I am a beginner with R, but I have been analysing a large data set of GPS data, made up of unique individuals (name) (approx 100 unique names) with 1,000,000+ lines of data. Each unique name has varying number of coordinates (lat and lng) each. Each unique name belongs to either group a or b. I have so far done a polygon point count analysis to analyse use of the site between groups a and b. I want to do a hierarchical cluster analysis within each group a and group b to analysis interactions within each group, and then between groups a and b.
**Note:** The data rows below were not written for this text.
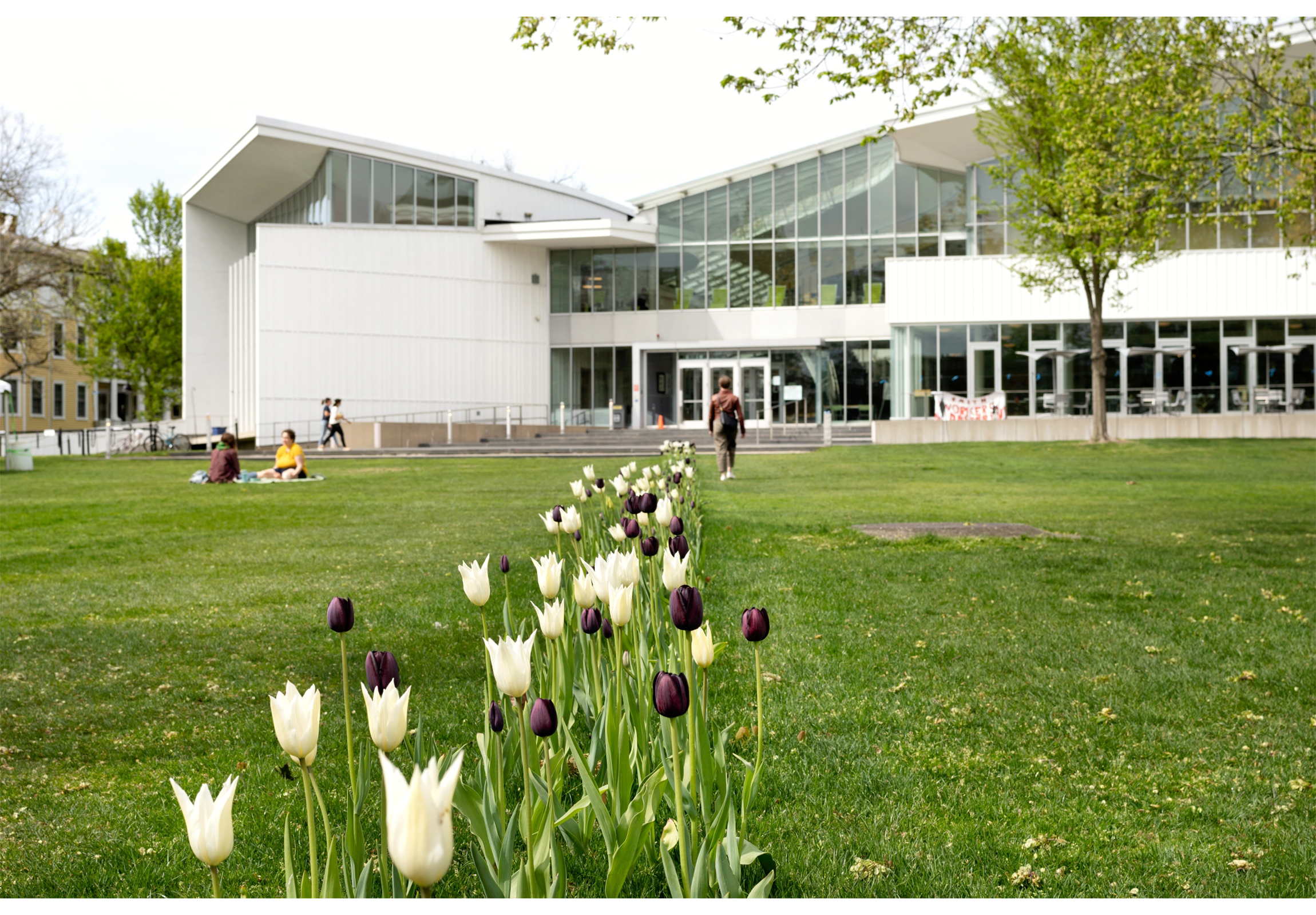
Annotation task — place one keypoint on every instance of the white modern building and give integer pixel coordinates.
(845, 276)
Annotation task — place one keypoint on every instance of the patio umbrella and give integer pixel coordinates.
(1268, 350)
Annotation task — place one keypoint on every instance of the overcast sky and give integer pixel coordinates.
(149, 94)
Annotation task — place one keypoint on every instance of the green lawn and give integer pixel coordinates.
(940, 701)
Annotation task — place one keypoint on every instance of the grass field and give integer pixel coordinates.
(941, 702)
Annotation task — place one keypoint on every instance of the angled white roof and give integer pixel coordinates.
(274, 158)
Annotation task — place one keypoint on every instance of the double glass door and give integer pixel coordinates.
(699, 380)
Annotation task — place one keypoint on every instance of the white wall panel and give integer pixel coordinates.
(398, 321)
(1194, 284)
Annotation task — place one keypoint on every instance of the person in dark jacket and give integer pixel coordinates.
(224, 460)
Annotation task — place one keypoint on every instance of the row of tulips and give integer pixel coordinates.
(573, 750)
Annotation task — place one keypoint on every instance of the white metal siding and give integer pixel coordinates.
(1194, 284)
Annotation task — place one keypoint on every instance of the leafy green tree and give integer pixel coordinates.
(133, 303)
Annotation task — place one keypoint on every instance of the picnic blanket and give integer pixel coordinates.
(202, 476)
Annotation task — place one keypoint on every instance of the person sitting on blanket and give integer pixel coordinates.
(290, 462)
(224, 460)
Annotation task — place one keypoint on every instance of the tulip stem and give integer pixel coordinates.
(386, 876)
(527, 794)
(311, 833)
(681, 806)
(347, 711)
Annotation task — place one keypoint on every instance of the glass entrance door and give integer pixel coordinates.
(984, 371)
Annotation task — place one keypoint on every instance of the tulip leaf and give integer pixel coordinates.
(591, 790)
(624, 860)
(699, 880)
(291, 889)
(491, 888)
(330, 888)
(673, 877)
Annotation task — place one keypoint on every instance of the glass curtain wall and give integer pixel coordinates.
(584, 380)
(812, 233)
(352, 188)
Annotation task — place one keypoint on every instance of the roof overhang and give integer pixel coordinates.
(574, 233)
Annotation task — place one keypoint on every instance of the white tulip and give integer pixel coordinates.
(387, 715)
(550, 618)
(570, 520)
(549, 568)
(619, 604)
(420, 819)
(511, 661)
(209, 824)
(584, 588)
(702, 646)
(296, 722)
(674, 570)
(599, 579)
(475, 582)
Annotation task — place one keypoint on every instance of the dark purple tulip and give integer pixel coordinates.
(340, 614)
(544, 718)
(687, 608)
(672, 694)
(755, 623)
(380, 671)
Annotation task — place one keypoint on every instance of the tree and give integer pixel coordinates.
(1104, 129)
(133, 304)
(42, 217)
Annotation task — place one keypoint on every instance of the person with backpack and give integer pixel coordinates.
(724, 417)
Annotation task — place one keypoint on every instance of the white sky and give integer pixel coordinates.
(150, 94)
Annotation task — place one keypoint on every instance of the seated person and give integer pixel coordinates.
(290, 462)
(224, 460)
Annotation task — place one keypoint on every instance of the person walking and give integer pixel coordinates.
(724, 419)
(326, 413)
(336, 420)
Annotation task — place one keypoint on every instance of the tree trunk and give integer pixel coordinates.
(1094, 312)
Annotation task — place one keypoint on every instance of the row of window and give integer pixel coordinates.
(992, 234)
(978, 359)
(738, 275)
(860, 191)
(354, 188)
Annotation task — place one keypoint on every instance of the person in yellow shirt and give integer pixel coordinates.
(290, 462)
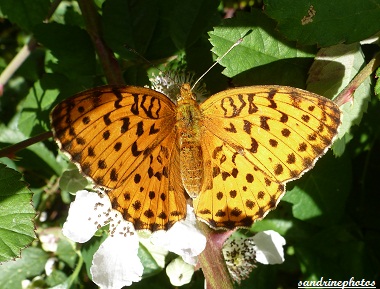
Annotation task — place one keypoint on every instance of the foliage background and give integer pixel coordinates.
(329, 218)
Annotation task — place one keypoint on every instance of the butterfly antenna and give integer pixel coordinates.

I have been advised to do a for loop to get mean of coordinates for each unique ‘name’, and I think I can then use this data to do a hierarchical cluster analysis (either with R or QGIS?). My data is below.
structure(list(lat = c(50.39761959, 50.39757382, 50.39760433,
50.39742123, 50.39768063, 50.39740597, 50.39757382, 50.39769589,
50.39763485, 50.39763485), lng = c(-4.888685435, -4.888639658,
-4.888685435, -4.888746471, -4.88860914, -4.888883803, -4.888670176,
-4.88860914, -4.888563363, -4.888181888), time_stamp = c("15/10/2021 00:21",
"15/10/2021 00:50", "15/10/2021 01:51", "15/10/2021 02:21", "15/10/2021 02:51",
"15/10/2021 03:21", "15/10/2021 03:51", "15/10/2021 04:21", "15/10/2021 04:51",
"15/10/2021 05:21"), name = c("300005", "300005", "300005", "300005",
"300005", "300005", "300005", "B100", "B100", "B100"),
breed = c("a", "a", "a", "a", "a", "a", "a", "b", "b", "b"
)), row.names = c(NA, -10L), class = c("data.table", "data.frame"
), .internal.selfref = <pointer: 0x000001a6ce575ae0>)
I’m especially struggling with the for-loop to get the mean coordinates.